How confident are you the Big Ten will get four teams in? Don’t forget Indiana was one of the Big Ten’s four teams last season, and few people saw it coming. Heading into 2025, how many Big Ten teams are you confident about reaching the playoff? Outside of Oregon, Ohio State and Penn State, who are you willing to really get behind? Sure, Michigan could recover, but Illinois and Indiana are seen as the next likely candidates. No offense to those two, but nobody who pays attention to college football would be shocked if Illinois and Indiana fail to reach the playoff.

Also, we’ve discussed the depth and experience at QB in the Big 12, but the Big Ten cannot say the same. Both Oregon and Ohio State are replacing their QBs, as is Michigan (which is almost certainly for the best). Indiana has a new QB, as do eight other Big Ten schools. Illinois, Nebraska, and USC have returning starters and can be considered threats for the spot, but all are far from guarantees. In reality, while the brands are bigger, they’re in similar situations to the Big 12 schools so easily written off by many.

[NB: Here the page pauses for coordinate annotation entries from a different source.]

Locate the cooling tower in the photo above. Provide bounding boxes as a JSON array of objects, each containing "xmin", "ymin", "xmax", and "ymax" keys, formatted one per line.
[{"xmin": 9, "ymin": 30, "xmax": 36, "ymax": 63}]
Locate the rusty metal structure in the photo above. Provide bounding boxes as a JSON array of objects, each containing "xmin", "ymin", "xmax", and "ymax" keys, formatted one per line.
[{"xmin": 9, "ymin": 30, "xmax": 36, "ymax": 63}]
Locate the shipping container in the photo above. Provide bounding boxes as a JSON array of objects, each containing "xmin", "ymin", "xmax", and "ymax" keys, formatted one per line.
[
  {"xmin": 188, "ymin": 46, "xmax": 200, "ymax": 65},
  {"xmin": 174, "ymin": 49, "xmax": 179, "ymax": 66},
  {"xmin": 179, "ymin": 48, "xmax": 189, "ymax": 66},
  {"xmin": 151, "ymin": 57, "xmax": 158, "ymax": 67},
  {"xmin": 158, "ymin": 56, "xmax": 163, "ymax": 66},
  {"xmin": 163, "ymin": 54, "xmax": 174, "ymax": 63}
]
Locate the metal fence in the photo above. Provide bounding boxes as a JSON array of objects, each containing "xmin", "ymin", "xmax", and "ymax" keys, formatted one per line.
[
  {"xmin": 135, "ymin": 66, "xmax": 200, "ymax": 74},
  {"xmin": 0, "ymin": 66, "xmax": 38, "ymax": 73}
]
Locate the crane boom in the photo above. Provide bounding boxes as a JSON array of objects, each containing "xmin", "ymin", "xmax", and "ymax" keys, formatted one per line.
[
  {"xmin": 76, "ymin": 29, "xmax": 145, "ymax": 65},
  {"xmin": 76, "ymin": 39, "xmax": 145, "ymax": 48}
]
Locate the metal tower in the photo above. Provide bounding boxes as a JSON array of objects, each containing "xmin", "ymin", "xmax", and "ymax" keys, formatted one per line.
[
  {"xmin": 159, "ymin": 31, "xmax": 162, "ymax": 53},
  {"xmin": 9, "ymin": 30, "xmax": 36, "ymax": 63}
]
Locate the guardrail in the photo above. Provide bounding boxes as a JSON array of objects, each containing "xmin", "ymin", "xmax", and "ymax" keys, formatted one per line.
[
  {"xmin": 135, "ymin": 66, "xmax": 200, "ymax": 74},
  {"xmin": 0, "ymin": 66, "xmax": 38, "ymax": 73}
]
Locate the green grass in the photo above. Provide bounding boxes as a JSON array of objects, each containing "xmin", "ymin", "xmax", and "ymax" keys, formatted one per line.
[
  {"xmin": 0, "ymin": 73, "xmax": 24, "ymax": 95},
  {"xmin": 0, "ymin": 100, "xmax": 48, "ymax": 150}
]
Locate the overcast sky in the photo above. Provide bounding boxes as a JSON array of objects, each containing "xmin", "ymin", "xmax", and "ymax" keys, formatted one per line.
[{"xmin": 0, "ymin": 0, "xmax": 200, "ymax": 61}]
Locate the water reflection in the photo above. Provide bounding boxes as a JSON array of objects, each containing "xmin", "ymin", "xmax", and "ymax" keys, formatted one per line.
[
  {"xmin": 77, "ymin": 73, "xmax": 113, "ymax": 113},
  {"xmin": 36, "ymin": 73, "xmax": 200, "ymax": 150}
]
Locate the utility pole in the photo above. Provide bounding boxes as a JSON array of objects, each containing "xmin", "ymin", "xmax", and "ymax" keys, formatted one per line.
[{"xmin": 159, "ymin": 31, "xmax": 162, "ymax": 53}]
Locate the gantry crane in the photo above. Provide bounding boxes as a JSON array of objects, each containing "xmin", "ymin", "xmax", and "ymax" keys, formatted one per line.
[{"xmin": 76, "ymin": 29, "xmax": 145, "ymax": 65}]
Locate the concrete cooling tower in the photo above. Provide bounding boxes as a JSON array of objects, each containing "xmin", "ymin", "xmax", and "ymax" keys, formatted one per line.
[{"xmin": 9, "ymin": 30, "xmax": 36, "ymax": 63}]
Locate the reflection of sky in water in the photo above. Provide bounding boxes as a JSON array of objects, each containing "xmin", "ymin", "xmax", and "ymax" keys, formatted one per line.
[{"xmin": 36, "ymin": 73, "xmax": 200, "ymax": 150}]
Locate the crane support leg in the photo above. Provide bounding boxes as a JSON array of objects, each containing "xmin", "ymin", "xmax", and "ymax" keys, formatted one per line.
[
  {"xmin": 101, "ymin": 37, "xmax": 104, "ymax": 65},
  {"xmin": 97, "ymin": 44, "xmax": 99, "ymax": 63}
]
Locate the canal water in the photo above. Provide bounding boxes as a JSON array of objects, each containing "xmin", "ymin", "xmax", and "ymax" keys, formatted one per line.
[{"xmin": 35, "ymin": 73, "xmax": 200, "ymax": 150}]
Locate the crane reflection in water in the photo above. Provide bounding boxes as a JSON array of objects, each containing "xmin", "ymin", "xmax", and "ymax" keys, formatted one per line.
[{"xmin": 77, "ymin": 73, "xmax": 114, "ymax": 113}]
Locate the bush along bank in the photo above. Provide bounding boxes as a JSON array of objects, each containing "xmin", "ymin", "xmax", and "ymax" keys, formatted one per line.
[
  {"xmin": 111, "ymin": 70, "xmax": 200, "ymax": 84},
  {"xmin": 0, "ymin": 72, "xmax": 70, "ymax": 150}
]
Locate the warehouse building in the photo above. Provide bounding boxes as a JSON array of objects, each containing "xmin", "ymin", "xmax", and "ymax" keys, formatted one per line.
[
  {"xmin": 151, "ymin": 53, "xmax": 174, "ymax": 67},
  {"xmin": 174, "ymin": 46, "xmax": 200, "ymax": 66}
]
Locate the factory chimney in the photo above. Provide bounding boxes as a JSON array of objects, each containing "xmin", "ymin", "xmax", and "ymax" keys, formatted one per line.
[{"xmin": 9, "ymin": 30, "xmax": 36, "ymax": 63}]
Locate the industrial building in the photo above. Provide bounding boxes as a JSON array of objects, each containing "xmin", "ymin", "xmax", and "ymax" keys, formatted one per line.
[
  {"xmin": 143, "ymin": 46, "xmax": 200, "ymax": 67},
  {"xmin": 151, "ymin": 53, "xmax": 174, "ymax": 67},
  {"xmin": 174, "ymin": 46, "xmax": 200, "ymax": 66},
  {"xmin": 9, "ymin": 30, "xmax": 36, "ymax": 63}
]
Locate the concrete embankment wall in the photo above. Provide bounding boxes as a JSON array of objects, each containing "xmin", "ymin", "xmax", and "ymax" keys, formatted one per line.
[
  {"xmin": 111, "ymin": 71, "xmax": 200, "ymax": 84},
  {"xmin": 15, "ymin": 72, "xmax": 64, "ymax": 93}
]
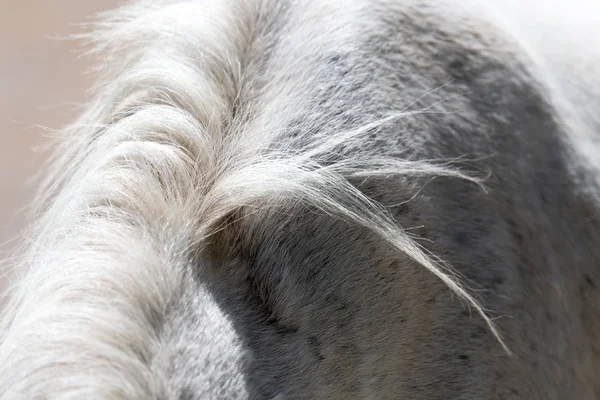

The chances of a gap forming between the top three teams in the Big Ten and its fourth-best team is well within the range of likely outcomes (a quick look at Big Ten title odds confirms this), and if it happens, it increases the Big 12’s odds of getting a second team in.
But, more work remains.
The Big 12 would do itself a tremendous favor by performing well in nonconference games. The league only went 5-8 in 13 regular season games against the ACC, Big Ten and SEC. When it comes to comparing resumes for at-large spots, that simply isn’t good enough. Fair or not, the perception of the Big 12 is the perception and will be until the league changes that, and the only way to do so is on the field.
That means winning high-profile games against the likes of Auburn, Georgia Tech, Iowa, Missouri, Nebraska, North Carolina, Oregon and SMU.
The other part of the equation involves teams separating from the pack. For all the expected parity based on win totals, three Big 12 teams did finish the regular season with 10 wins last year. It wasn’t enough to get a second team in last season, but it could be this season if the Big 12 wins more of those nonconference matchups.
Is the Big 12 getting two teams into the College Football Playoff likely? No, it’s not. But because of the league’s depth at quarterback and question marks elsewhere, particularly in the Big Ten, it’s certainly possible.
And, boy wouldn’t that be a fun thing for the Big 12 and ACC (which got two teams in last year) to bring up to the Big Ten and SEC when they try to push the idea of four auto-bids for their leagues and only two for the Big 12 and ACC?